Rajiv Gandhi was given a majority by the electorate because he had promised to take India into the 21st century. He in fact did his bit by introducing the six technology missions on drinking water, immunizations, literacy, oil seeds, telecommunications and dairy production, besides the introduction of computers. His tenure, however, is remembered not for the policies of his government, which over the years have accrued long-term benefits to the nation, but for all the wrong political decisions.
It’s said that populism and good governance don’t go hand-in-hand. This may be true in certain cases. But in a country, which is still habited by a large number of poor people, welfare measures are mistaken for populism by market-driven economists. Matters of foreign policy and economic reforms in a country like India would always come second to the needs of running home and hearth. 
Rajiv Gandhi too was admired for the style statements he made through the Jodhpuri suits and shawls he wore and the way then US president Ronald Reagan had walked him to his car holding an umbrella. These elements gave him a position of pride in the esteem of Indians. Though it only lasted for some days, and subsequently the euphoria died soon. He was ousted from office after he could not counter the “opposition gang-up” against him. I wonder if Prime Minister Narendra Modi is moving towards a similar predicament.
Mr Modi’s cheer leaders would make the Prime Minister believe that the space given to Aam Aadmi Party’s Arvind Kejriwal in Delhi poll by media was due to the extreme bias newspersons have against the BJP. This is not true.
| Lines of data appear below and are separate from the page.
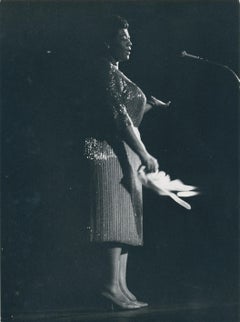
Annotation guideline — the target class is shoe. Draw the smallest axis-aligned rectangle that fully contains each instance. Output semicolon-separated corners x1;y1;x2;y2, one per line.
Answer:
101;291;141;311
119;285;148;308
132;300;148;307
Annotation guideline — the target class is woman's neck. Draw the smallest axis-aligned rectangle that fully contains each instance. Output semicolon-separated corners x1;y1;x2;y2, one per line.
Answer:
107;54;119;69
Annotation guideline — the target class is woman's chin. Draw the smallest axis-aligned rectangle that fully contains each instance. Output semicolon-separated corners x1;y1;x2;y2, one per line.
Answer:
120;54;130;62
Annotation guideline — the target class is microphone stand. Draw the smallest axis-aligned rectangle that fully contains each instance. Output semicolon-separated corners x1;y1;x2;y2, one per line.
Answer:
182;52;240;86
200;57;240;85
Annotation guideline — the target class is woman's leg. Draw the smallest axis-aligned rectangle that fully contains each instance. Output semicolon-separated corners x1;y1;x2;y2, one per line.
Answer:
119;250;148;307
119;251;137;301
100;245;141;309
102;246;129;302
98;244;142;309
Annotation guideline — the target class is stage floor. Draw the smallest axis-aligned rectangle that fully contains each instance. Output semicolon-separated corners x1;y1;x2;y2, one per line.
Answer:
4;301;238;322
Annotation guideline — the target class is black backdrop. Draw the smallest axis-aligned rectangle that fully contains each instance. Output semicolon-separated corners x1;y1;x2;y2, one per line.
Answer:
2;0;239;316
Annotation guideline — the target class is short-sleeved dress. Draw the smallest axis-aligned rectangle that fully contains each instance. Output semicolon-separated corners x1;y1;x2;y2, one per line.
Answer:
82;59;146;246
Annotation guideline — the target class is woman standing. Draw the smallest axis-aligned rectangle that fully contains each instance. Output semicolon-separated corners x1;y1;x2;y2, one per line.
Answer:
82;15;170;310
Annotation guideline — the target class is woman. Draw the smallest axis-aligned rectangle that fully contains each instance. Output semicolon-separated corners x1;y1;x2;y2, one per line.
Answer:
82;15;170;310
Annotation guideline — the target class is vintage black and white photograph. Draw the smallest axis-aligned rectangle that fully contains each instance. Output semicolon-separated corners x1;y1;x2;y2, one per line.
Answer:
1;0;239;321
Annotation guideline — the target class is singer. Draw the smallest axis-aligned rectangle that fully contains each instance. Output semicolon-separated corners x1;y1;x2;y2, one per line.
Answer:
81;15;170;310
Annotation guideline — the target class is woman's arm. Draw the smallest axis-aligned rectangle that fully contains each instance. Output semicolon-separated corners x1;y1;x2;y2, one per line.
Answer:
120;124;159;173
104;65;159;172
145;96;171;113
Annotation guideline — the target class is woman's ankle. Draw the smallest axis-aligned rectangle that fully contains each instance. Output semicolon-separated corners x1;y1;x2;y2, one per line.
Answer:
119;282;137;301
102;283;119;295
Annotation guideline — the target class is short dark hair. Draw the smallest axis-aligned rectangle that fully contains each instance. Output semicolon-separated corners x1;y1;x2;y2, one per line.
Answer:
101;15;129;43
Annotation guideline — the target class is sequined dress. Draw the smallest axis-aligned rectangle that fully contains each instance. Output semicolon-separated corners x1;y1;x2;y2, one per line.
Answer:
83;59;146;246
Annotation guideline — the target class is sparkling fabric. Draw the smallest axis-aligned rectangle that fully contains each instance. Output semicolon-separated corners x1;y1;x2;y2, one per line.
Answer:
82;59;146;246
84;138;117;161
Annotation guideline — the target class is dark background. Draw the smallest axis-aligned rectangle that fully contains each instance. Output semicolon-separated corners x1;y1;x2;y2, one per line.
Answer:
2;0;239;317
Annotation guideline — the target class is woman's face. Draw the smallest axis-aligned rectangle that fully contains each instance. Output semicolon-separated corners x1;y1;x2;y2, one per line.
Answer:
109;28;132;62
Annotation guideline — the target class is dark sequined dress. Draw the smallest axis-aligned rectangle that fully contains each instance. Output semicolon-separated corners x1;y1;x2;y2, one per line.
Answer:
83;59;146;246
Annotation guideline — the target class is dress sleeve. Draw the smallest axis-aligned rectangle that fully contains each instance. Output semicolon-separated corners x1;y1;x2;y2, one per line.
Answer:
105;65;133;131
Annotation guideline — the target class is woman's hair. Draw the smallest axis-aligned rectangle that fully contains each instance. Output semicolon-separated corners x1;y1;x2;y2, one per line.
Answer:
101;15;129;43
88;15;129;58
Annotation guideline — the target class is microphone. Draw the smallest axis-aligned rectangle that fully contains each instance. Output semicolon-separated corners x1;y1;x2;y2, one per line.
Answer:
181;50;203;60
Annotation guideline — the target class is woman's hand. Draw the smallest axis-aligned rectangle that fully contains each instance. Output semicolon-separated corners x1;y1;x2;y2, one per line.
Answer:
140;152;159;173
149;96;171;109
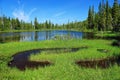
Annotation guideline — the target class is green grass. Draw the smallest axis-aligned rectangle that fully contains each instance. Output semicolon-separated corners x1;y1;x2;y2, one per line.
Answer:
0;39;120;80
95;31;120;37
0;29;93;33
0;29;77;33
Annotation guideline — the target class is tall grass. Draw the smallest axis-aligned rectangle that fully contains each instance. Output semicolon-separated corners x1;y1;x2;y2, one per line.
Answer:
0;39;120;80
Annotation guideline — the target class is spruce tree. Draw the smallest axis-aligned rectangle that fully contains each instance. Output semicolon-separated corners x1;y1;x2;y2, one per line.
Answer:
98;1;106;31
105;0;112;31
112;0;119;31
34;17;39;29
15;18;20;30
45;20;49;29
0;17;2;30
117;16;120;31
94;13;99;31
88;6;94;29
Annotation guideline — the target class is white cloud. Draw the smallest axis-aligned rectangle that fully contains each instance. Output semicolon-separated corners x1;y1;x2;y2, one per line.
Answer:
28;8;37;16
12;0;36;22
54;11;66;17
13;8;37;22
13;10;29;22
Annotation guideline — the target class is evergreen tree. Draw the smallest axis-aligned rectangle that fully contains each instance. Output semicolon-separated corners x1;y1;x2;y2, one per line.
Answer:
30;21;33;29
105;0;113;30
11;18;16;30
98;1;106;31
0;17;2;30
3;16;11;30
88;6;94;29
45;20;49;29
1;15;5;30
15;18;20;30
94;13;99;31
66;21;70;29
117;16;120;31
48;20;52;29
112;0;119;31
34;17;39;29
20;20;24;30
88;6;92;29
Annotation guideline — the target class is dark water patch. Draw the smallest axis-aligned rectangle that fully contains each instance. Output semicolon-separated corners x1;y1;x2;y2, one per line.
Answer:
75;56;120;69
8;60;51;71
112;40;120;47
105;36;120;41
8;47;84;70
Less than a year-and-half ago the same media was juxtaposing then Prime Minister Manmohan Singh’s Independence Day address from the ramparts of the Red Fort with the speech Mr Modi gave at some state government function at the same time.
Less than a fortnight ago, the media went to town with a saturated coverage of US President Barack Obama’s visit to New Delhi and the prime minister given due credit for its success. Therefore, if the media asks question about “projecting a distinguished citizen with no political record as a prospective CM,” just a few days away from the polls, its intentions should not be doubted. Rather the preparedness of ruling party to stand against the challenges posed by anti-incumbency, created within a very short period of rule, should be scrutinised.
The Prime Minister will have to change his philosophy of governance from “Ekla Chalo” to that of “Vasudhaiva Kutumbakam.” Despite not being stated in constitution, India is federation of not just diverse cultures and languages but also economies. A successful Prime Minister will have to cast himself as a “Sutradhar” (leader of a choir) and distance himself from “Adhinayakwad” (absolute leader of a syndicate). Otherwise, his government would fail as a symphony.